Lancer une campagne de phishing interne est devenu une pratique courante. La question n’est plus « faut-il tester ses équipes ? », mais « comment le faire sans transformer le lieu de travail en un terrain de jeu miné ? ». En tant que RSSI ou DRH, vous marchez sur une ligne de crête : d’un côté, le besoin impérieux de mesurer et de renforcer le premier rempart de l’entreprise – le facteur humain. De l’autre, le risque de créer un climat de méfiance, de flicage, où l’employé se sent piégé plutôt que formé.
Les approches traditionnelles, souvent focalisées sur le « taux de clics » comme unique mesure de l’échec, renforcent ce sentiment. On brandit un chiffre, on pointe du doigt le « maillon faible », et on espère qu’une formation PowerPoint punitive changera les comportements. Cette méthode est non seulement contre-productive, mais elle passe à côté de l’essentiel. Elle ignore la psychologie de l’apprentissage et néglige l’opportunité de construire une véritable culture de sécurité. Et si la véritable clé n’était pas de traquer l’erreur, mais de cultiver le réflexe ?
Cet article propose une rupture avec ce paradigme. Nous allons explorer une approche bienveillante et pédagogique, où la campagne de phishing devient un outil d’engagement. L’objectif n’est plus de compter ceux qui tombent dans le panneau, mais de célébrer ceux qui signalent la menace. Nous verrons comment transformer la vigilance passive en une participation active, faisant de chaque collaborateur non pas une vulnérabilité potentielle, mais le premier et le plus efficace des capteurs de votre système de défense.
Cet article est structuré pour vous guider pas à pas dans la mise en place de cette philosophie.

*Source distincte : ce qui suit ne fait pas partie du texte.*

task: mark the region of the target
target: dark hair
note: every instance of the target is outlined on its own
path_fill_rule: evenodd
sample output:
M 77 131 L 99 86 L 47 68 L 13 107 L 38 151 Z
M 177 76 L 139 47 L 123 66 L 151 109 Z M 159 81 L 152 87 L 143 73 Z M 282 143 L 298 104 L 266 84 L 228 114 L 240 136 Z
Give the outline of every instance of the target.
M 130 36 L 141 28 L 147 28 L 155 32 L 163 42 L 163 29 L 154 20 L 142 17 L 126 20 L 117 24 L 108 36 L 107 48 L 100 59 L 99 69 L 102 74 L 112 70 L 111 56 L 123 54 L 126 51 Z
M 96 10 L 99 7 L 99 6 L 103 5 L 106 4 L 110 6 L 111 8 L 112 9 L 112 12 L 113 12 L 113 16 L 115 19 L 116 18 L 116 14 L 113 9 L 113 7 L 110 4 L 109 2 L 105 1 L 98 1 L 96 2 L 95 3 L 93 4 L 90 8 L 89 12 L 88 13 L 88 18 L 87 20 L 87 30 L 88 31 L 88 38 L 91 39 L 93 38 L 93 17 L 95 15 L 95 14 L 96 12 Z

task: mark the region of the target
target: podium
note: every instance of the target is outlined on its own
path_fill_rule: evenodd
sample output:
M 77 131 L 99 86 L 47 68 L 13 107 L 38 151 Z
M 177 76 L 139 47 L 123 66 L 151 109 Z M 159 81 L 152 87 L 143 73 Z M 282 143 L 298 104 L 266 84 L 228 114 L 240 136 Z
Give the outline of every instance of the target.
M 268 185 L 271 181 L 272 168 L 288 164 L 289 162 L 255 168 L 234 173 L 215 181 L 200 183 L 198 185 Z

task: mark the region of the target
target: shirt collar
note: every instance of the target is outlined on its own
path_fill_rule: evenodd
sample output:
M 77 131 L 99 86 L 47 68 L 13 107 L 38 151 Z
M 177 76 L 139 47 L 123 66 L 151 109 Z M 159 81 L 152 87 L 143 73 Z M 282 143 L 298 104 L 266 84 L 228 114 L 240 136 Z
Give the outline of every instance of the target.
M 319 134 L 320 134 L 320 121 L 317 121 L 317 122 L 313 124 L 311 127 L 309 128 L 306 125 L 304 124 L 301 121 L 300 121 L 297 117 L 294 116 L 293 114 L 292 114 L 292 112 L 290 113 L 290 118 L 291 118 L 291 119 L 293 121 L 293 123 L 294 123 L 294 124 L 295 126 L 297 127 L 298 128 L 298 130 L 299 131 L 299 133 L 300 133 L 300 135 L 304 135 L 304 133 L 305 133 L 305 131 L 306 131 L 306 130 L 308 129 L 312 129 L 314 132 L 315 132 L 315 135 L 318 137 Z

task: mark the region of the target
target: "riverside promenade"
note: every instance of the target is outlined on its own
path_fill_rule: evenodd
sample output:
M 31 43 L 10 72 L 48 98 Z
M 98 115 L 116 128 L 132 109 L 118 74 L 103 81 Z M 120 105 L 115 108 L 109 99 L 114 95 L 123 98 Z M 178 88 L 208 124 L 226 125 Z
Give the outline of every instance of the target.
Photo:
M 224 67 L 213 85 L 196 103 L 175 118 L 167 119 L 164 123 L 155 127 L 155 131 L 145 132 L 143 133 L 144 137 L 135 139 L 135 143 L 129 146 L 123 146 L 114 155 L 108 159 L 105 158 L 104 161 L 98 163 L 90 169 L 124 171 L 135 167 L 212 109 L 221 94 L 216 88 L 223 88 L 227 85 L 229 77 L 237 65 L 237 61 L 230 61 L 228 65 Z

Du jeu à la personnalisation des scénarios, en passant par la redéfinition des indicateurs de succès, vous découvrirez des stratégies concrètes pour bâtir une culture du signalement positive et durable.
Sommaire : Mettre en place une campagne de phishing interne efficace et bienveillante
- Serious Games et Escape Rooms : pourquoi le jeu marque plus les esprits qu’un PowerPoint ?
- Compta, RH, Direction : pourquoi personnaliser les scénarios d’attaque par département ?
- Taux de clic vs Taux de signalement : quel est le vrai indicateur de maturité de vos équipes ?
- Récompense vs Punition : comment créer une culture positive du signalement d’incident ?
- Onboarding sécurité : comment inculquer les bons réflexes dès le premier jour ?
- MFA Fatigue : comment les hackers vous bombardent de notifications pour vous faire craquer ?
- Onboarding et Offboarding : comment automatiser l’attribution et le retrait des droits ?
- Comment définir un contrôle d’accès RBAC (Role-Based Access Control) efficace pour une équipe de 100 personnes ?
Serious Games et Escape Rooms : pourquoi le jeu marque plus les esprits qu’un PowerPoint ?
L’époque des formations sur la cybersécurité dispensées via des présentations arides et soporifiques est révolue. Pour marquer durablement les esprits et transformer les comportements, il faut engager, surprendre et impliquer. C’est ici que la gamification, ou ludification, entre en scène. En plaçant les employés dans des situations simulées mais réalistes, le jeu transforme un concept abstrait – la menace de phishing – en une expérience concrète et mémorable. L’apprentissage ne se fait plus par l’écoute passive, mais par l’action et la prise de décision.
Comme le souligne une analyse de PwC France sur le sujet, la gamification permet un apprentissage plus rapide et plus profond, car il est accéléré par la mise en pratique. Le droit à l’erreur dans un cadre sécurisé, la compétition amicale pour obtenir le meilleur score ou la collaboration nécessaire pour résoudre une énigme d’Escape Room ancrent les bons réflexes bien plus efficacement qu’une liste de consignes. L’émotion ressentie – le stress de la décision, la satisfaction de la réussite – crée un ancrage mémoriel puissant.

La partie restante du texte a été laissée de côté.